First, some background information... I'm coming up on a medium-scale website for a non-profit that will require both English and Korean translations. Feature-set includes: CMS for normal content, a blog, some form submission/handling (including CSV/PDF exports), a job posting board, a directory of related businesses and non-profits (that accepts visitor submissions), and a basic (probably blog-driven) newsroom.
I have a fairly strong development background, and I've done some sites using Drupal, built some basic custom CMSes using frameworks like CodeIgniter, and I've recently started getting into Django. These are the primary options that I am exploring, and I would consider using different tools for different portions of the project, but what I'm mainly interested in, is if anyone has any experience to share with regards to localization/internationalization. I haven't yet put together a site that supports multiple languages, so before I get in trouble by underestimating the task, or making poor assumptions, I'd like to get some input to help guide my decision-making process.
Do you have any recommendations for frameworks (Drupal, Django, CodeIgniter) that handle localization/internationalization/translation well for a CMS? I know they all support it, but I'm looking for real-world experience here (or suggestions for modules/plugins given explanations).
Sorry for the longwinded question, but I wanted to be clear as possible. Thanks in advance!
There is a distinction between "site" translation and content translation. Django handles the site translation great, out of the box. The content translation, however, requires making some decisions (there's no one right way at this point). This probably makes sense, because of the very nature of Django as a lower level framework (when compared to something like Drupal, which is intended to serve as a complete CMS).
There are applications for Django which are meant to add this functionality (in the form of translations configured at the model level):
Django-multilingual
Transmeta
Also, I found this question that is related.
The bottom line though, is that this is still being explored in the Django world, and neither approach has been decided upon for the framework.

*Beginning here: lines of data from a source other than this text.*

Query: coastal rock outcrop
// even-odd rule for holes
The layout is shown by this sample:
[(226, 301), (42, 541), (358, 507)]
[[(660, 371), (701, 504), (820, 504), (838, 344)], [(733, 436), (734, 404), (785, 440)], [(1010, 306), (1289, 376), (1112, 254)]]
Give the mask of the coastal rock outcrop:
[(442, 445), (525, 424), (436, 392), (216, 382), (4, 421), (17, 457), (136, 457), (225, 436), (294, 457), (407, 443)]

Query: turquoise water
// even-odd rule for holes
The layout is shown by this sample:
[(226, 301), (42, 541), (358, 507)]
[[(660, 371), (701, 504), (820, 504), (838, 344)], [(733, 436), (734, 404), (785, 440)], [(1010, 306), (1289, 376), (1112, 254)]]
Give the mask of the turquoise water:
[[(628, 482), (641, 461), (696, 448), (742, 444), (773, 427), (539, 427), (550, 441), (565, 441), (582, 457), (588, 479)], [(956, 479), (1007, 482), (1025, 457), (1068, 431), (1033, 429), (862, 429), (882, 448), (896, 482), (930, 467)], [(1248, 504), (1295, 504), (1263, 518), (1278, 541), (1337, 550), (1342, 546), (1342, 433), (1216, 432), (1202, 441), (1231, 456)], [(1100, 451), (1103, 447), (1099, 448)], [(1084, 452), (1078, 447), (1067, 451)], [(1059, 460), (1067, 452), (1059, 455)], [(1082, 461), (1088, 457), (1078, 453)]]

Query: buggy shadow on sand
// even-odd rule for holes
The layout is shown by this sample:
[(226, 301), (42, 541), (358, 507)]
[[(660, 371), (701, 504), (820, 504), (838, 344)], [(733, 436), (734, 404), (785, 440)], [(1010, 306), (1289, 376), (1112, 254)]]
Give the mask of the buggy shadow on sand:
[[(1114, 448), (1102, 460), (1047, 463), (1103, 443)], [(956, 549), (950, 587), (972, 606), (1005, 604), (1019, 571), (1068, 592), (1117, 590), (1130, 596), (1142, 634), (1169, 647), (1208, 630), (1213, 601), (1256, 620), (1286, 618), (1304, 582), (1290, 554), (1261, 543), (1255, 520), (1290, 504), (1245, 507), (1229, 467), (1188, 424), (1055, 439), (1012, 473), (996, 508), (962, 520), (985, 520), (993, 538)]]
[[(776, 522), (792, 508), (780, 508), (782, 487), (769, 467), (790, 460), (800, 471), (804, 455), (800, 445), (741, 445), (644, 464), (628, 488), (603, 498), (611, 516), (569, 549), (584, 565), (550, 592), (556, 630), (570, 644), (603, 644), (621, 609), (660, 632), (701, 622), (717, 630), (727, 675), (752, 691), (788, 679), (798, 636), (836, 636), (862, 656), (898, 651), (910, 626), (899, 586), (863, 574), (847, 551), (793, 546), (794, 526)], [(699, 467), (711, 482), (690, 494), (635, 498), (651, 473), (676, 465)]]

Also, although I haven't used it, Drupal has module support for this in the form of the i18n module.
I will update with more conclusions as I come to them. If you have anything to add about content translation in Django or in Drupal, feel free to add your own answer as well.
You probably already know that the native i18n support in django is quite good. As for translation, you might try the django-rosetta app which allows you to grant translation rights to a subset of users, who are then able to translate through an admin-like interface.

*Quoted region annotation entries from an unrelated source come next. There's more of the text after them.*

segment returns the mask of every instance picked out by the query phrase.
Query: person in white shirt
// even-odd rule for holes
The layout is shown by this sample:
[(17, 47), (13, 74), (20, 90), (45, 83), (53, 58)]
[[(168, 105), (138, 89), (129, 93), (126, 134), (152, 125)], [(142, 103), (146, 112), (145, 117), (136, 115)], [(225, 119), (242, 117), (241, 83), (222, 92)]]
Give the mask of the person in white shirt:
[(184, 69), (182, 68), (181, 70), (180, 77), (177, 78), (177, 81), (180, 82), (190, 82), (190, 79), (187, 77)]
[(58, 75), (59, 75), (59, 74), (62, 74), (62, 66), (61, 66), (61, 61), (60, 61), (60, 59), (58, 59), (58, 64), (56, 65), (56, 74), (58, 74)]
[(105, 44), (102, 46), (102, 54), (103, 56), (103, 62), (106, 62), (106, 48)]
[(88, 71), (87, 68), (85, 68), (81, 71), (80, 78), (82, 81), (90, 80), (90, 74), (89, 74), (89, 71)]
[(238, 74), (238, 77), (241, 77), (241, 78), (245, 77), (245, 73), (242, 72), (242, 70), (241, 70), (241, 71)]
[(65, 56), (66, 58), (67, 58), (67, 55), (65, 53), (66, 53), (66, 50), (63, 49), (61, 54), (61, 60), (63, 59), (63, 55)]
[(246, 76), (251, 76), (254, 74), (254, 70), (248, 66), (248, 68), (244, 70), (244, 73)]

Zend_Translate is pretty comprehensive. And if you decide to use PHP, I suggest you take a look at it. It provides multiple interfaces (e.g. an Array, CSV, Gettext, etc.) to manage your translations, which makes it IMHO unmatched when it comes to PHP.
I'm not sure how well it plays with Drupal, since Drupal is hardly a framework but more a CMS -- or maybe a CMS framework. I'm pretty sure that Drupal either has a thing build in or that there is a plugin for it.
With CodeIgniter you would start from scratch and Zend_Translate plays well with it.
I liked Drupal over Joomla. You should also look into DotNetNuke, out of the box it has lot of things that will meet your needs.
Checkout django-blocks. Has multi-language Menu, Flatpages and even has a simple Shopping Cart!!